Abstract

Hispanic older adults assuming caregiving roles continue to increase in unprecedented numbers. Development of programs to assist these caregivers to manage their stress and the demands placed on them has also increased. However, the vast majority of these programs are developed focusing more on the specific needs and characteristics of the care-recipients than on caregiver commonalities determined by cultural values. At the core of Hispanic culture are: Familismo, collectivism, personalismo, marianismo, and respeto. We aimed to compare the experience of older Hispanic family caregivers of relatives living with Alzheimer’s disease or related dementias (ADRD), and Hispanic grandparents caring for their grandchildren as a result of parental substance abuse disorders. We conducted a content analysis of qualitative ethnographic interviews of these two populations of caregivers. While the realities of daily caregiving duties were of different nature (dementia vs. childrearing), regardless of care-recipient, caregivers provided narratives supporting the themes: duty to family first, sense of satisfaction, willingly sacrificing, sense of purpose, physically exhausting, emotionally draining, financially straining, role challenges, role captivity, legal stressors, fear, and major stressor. More commonalities than differences were found.
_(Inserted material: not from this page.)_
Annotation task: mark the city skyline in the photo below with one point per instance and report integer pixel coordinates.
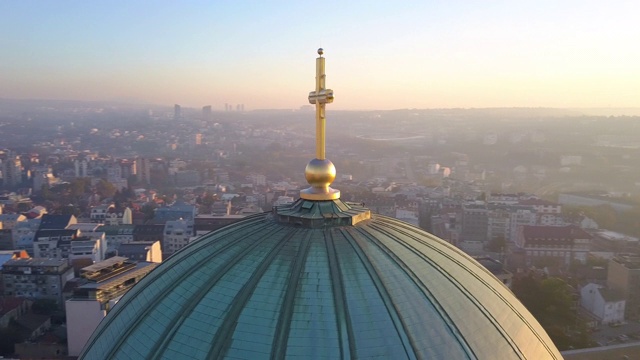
(383, 56)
Caregivers differed in the root cause of fear (institutionalization vs. children placement in foster care), and the major stressor in their lives. For grandparents the stressor was the perceived or actual continued parental substance abuse. In addition to culturally congruent evidence-based programs to assist Hispanic caregivers to manage their levels of stress, urgent policy changes are needed to support Hispanic family caregivers regardless of age /type of care-recipient.